Seit 15. Oktober 2024 bieten großformatige Fotografien im Rathaus einen besonderen Einblick in die Welt des Handwerks. Der Idee von Justine Betzl folgend, wurden für die Ausstellung verschiedene Vertreterinnen und Vertreter des Handwerks im Gemeindegebiet porträtiert. Die Aufnahmen sollen die Vielfalt repräsentieren und dokumentieren, wie sich das Handwerk in den Alltag des Dorfes einfügt. Im Anschluss suchten die beteiligten Kunstschaffenden ein "Best of" aus. Fotografien, die die Seele des Handwerks und die Leidenschaft einfangen, mit der es ausgeübt wird.
Noch bis zum 31. Dezember 2024. Zu besichtigen während der Öffnungszeiten der Gemeindeverwaltung.
„Porträts“ von Gerti Berger
Die Protagonistinnen auf Gerti Bergers Ölgemälden ziehen mit ihren Blicken in den Bann, die fröhlich muhende Kuh ebenso wie die verführerische Maria Callas oder die jugendliche Pippi. Stahlende blaue Augen, treffen auf leuchtend rotes Haar, ein blauer Himmel auf grünes Gras – Komplementärfarben in Reinkultur. Die Kunst Gerti Bergers kommt leichtfüßig daher. Unzählige dünne Lasuren, Schicht auf Schicht mit Bedacht aufgetragen, gehen dem fertigen Werk freilich voraus. Mit wohl gesetzten Worten zeichnete Laudator Johannes Lautenschlager am Eröffnungsabend der Ausstellung „Porträts“ den Werdegang der Künstlerin nach: die frühe Leidenschaft für die Malerei, von der eine Serie von Aquarellzeichnungen in der Ausstellung zeugt, die Kopfentscheidung, „was gescheites“ zu lernen, nämlich Industriekauffrau, der Jahrzehnte währende innere Konflikt zwischen dem ausgeübten Beruf und „ihrer Malerei“. 2016 legte die Amerangerin schließlich die Weichen um: Sie meldete sich in Kolbermoor an der Akademie der Bildenden Künste an und studierte drei Jahre lang, berufsbegleitend, Kunst und Malerei.
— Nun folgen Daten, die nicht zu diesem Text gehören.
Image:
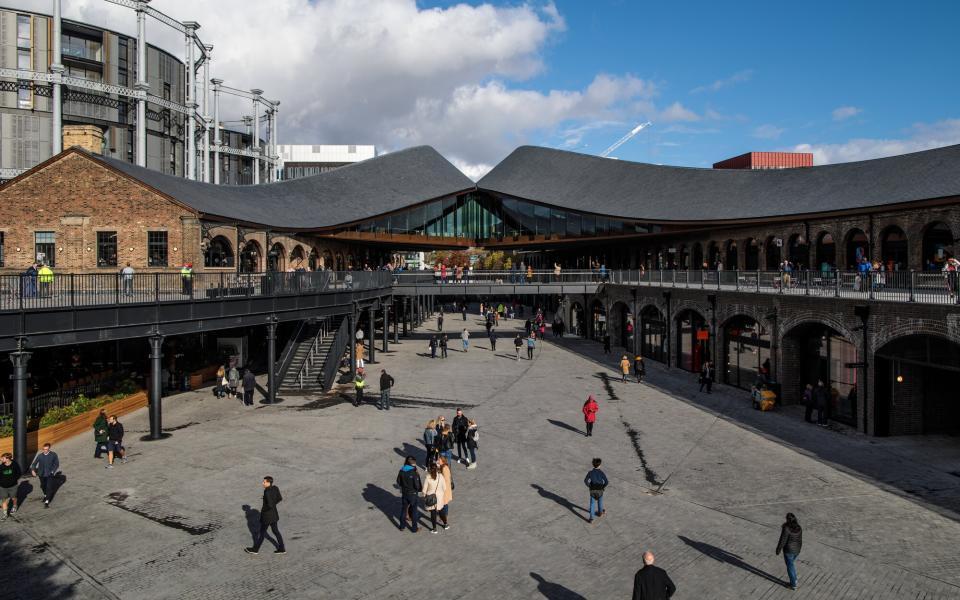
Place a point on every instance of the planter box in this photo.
(76, 425)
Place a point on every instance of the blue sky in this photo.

Ein Schwerpunkt in der Ausbildung lag in der Technik der alten Meister. Gerti Berger begeisterte sich für das Licht- und Schattenspiel in den Gemälden Rembrandts, Vermeers oder Renoirs und setzte sich intensiv mit Technik und Bildaufbau ihrer Vorbilder auseinander. So kam sie zur Ölmalerei und entwickelte eine Vorliebe für Porträts. „Wenn ein Bild entsteht, wächst gleichsam eine Beziehung zwischen ihr und dem Porträtierten“, kommentierte Lautenschlager. „Jeder Pinselstrich, auch wenn er noch so fein ist, steht für etwas, was gesagt, ausgedrückt werden soll. Jede Schattierung hat ihre ganz eigene, persönliche Bedeutung.“
2020 kehrte Gerti Berger ihrer Arbeit bei Meggle nach über 40 Jahren den Rücken und widmet sich seither ausschließlich der Malerei. Die Ausstellung im Rahmen der „Kunst im Rathaus“ ist ihre erste Ausstellung als freischaffende Künstlerin.
Die Werke können noch bis zum 6. September 2024 zu den Öffnungszeiten der Gemeinde Amerang betrachtet werden.